New IRS Rules May Make Mortgage Loan Processing Easier For Lenders, Consumers


A new IRS electronic processing rule may make reviewing mortgage applications easier for lenders.

Nov 28, 2012

By: Nancy Steadman

The mortgage application process can be arduous for both lenders and loan applicants. There are several factors that can delay a mortgage, ranging from inaccurate information to missing paperwork. The documentation aspect of the mortgage process is particularly time-consuming, with consumers being required to provide a wealth of information and lenders being unable to fully evaluate the application until it is complete. A new Internal Revenue Service rule that will soon go into effect may make one leg of this process easier.

Beginning on January 7, 2013, the IRS will begin accepting electronically-signed 4506-T and 4506-EZ documents, commonly recognized as the income verification forms that are necessary for any mortgage loan or modification application. The new rule is expected to significantly cut down the amount of time it takes to process a mortgage, and taking the paper requirement out of the transaction may also save banks and credit unions money on documentation costs.

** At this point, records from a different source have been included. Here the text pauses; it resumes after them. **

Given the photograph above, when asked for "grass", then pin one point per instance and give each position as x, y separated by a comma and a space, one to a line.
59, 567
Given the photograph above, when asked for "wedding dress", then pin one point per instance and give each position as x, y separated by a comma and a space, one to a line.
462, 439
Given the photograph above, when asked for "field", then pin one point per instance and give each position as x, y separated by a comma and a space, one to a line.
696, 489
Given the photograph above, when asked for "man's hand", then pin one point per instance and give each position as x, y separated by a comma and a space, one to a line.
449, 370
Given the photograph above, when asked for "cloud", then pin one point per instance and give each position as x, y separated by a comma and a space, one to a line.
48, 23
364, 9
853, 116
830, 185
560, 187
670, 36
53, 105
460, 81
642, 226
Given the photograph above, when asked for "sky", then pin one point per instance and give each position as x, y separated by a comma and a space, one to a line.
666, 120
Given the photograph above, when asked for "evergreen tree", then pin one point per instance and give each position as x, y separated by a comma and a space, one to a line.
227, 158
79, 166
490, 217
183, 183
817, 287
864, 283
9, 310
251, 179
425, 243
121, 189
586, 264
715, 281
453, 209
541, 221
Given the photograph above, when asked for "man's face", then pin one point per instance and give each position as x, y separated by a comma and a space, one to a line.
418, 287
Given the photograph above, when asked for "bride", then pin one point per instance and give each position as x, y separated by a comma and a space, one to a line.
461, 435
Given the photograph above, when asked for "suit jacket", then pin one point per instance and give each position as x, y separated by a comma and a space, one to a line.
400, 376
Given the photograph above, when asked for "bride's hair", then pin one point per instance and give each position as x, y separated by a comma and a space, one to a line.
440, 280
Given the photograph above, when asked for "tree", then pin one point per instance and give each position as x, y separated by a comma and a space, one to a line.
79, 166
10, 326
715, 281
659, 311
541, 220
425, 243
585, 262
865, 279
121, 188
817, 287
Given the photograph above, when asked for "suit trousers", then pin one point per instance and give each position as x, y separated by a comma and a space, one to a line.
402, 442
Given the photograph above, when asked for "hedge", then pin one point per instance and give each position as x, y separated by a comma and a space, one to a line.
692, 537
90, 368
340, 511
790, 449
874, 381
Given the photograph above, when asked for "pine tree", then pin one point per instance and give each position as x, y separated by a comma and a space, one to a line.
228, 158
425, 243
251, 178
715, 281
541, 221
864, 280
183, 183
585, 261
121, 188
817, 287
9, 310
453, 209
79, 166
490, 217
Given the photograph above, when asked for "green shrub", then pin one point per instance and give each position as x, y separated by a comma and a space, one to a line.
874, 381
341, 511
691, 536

These forms are essentially used to verify consumer income and ensure they have the financial means to meet their mortgage obligations should they be extended financing. While these forms apply for various types of loans, they are used primarily for mortgage lending.

One step closer to electronic processing of mortgage applications?

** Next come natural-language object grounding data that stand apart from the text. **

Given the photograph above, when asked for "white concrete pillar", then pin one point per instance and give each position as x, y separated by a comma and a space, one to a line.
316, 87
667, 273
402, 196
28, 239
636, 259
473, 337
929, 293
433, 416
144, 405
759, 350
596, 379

Some bank consultants say this may be a first step toward allowing other types of electronic documents to play a bigger role in the mortgage lending sector.

"This will be a real boon for lenders and for consumers, this has been a real bottleneck," Christine Pratt, a senior analyst at Aite Group, told American Banker. "Income verification has always caused considerable pain in the effort to remove manual steps from the mortgage process. This is certainly a very strong step in the direction of making electronic processing more of a reality."

Given the renewed focus on compliance, and the potentially costly new mortgage rules that were created as a result, electronic processing may be a cost-effective alternative for those financial institutions that will be impacted the most by increased regulatory costs, such as community banks and credit unions. While the new IRS rules will not require special software or make any breakthroughs in mortgage technology, it may prompt more lawmakers to consider new electronic strategies for facilitating the mortgage process and lowering costs.